As Sewa Yoleme can attest, I love a lot of the ditties in this musical, and he and I—at least once—have rolled the windows down in the car, played the soundtrack full blast, and sung along even louder (I am such a hag). I have a lot of favorites, but two of them are “Frank Mills” and “Sodomy.”
“Frank Mills” is just such a syrupy ballad. I mean, it’s perfect. So yearny. So naïve. So I-want-the-bad-boy-but-what-will-my-friends-think.
I met a boy called Frank Mills
On September twelfth right here
In front of the Waverly
I lost his address
He was last seen with his friend,
A drummer, he resembles George Harrison of the Beatles
But he wears his hair
Tied in a small bow at the back
I love him but it embarrasses me
To walk down the street with him
He lives in Brooklyn somewhere
And wears this white crash helmet
He has gold chains on his leather jacket
And on the back is written the names
And Hell’s Angels
I would gratefully
Appreciate it if you see him tell him
I’m in the park with my girlfriend
Tell him Angela and I
Don’t want the two dollars back
This is one easy song to croon. Or belt. Ask Sewa to sing it to you sometime. (Or Susan, I’m guessin’.)
I once had an international “Frank Mills” moment. A decade ago, Alison and I took a trip to Scotland. When we arrived at the train station in Edinburgh, the Waverley, there was a street performer out front (a young man with a guitar), singing this one. I mean, he had to, didn’t he?
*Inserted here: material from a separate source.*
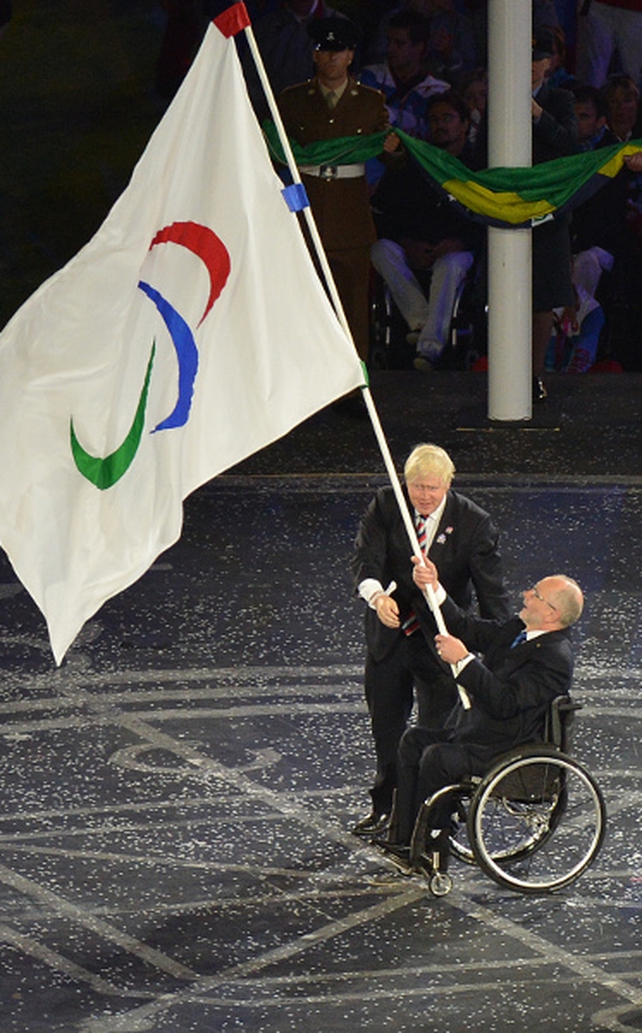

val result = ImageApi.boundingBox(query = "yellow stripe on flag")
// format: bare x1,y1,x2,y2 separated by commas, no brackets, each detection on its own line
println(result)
443,178,556,224
598,143,642,180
“Sodomy,” another song short enough to list all the lyrics below, may in fact be my first exposure—so to speak—to some of these words, and it’s likely that I was singing them long before I understood them.
Father, why do these words sound so nasty?
Can be fun
Join the holy orgy
In retrospect, it seems that Hair was a useful stepping stone in my education.